Discussion:
[OMPI users] Multi-threading support for openib
Daniel Cámpora
2013-11-27 14:14:10 UTC
Permalink
Dear list,

I've gone through several hours of configuring and testing to get a grasp
of the current status for multi-threading support.

I want to use a program with MPI_THREAD_MULTIPLE, over the openib BTL. I'm
using openmpi-1.6.5 and SLC6 (rhel6), for what's worth.

Upon configuring my own openmpi library, if I just
--enable-mpi-thread-multiple, and execute my program with -mca btl openib,
it simply crashes upon openib not supporting MPI_THREAD_MULTIPLE.

I've only started testing with --enable-opal-multi-threads, just in case it
would help me. Configuring with the aforementioned options,
./configure --enable-mpi-thread-multiple --enable-opal-multi-threads

results in a crash whenever executing my program,

$ mpirun -np 2 -mca mca_component_path
/usr/mpi/gcc/openmpi-1.6.5/lib64/openmpi -mca btl openib -mca
btl_openib_warn_default_gid_prefix 0 -mca btl_base_verbose 100 -mca
btl_openib_verbose 100 -machinefile machinefile.labs `pwd`/em_bu_app 2>&1 |
less
--------------------------------------------------------------------------
It looks like opal_init failed for some reason; your parallel process is
likely to abort.

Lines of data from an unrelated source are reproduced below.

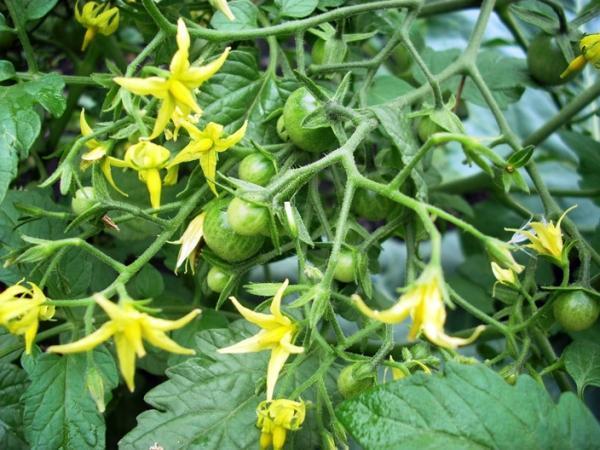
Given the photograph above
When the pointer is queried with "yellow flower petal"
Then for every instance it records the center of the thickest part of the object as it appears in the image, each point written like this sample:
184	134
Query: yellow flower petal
168	325
126	356
195	76
230	141
86	343
208	163
154	184
278	358
155	86
164	115
396	314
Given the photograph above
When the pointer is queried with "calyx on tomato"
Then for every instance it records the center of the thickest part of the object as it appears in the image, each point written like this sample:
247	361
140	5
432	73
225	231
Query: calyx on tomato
223	240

There are many reasons that a parallel process can
fail during opal_init; some of which are due to configuration or
environment problems. This failure appears to be an internal failure;
here's some additional information (which may only be relevant to an
Open MPI developer):

opal_shmem_base_select failed
--> Returned value -1 instead of OPAL_SUCCESS
--------------------------------------------------------------------------
[lab14:13672] [[INVALID],INVALID] ORTE_ERROR_LOG: Error in file
runtime/orte_init.c at line 79
[lab14:13672] [[INVALID],INVALID] ORTE_ERROR_LOG: Error in file orterun.c
at line 694


Several questions related to these. Does --enable-opal-multi-threads have
any impact on the BTL multi-threading support? (If there's more
documentation on what this does I'd be glad to read it).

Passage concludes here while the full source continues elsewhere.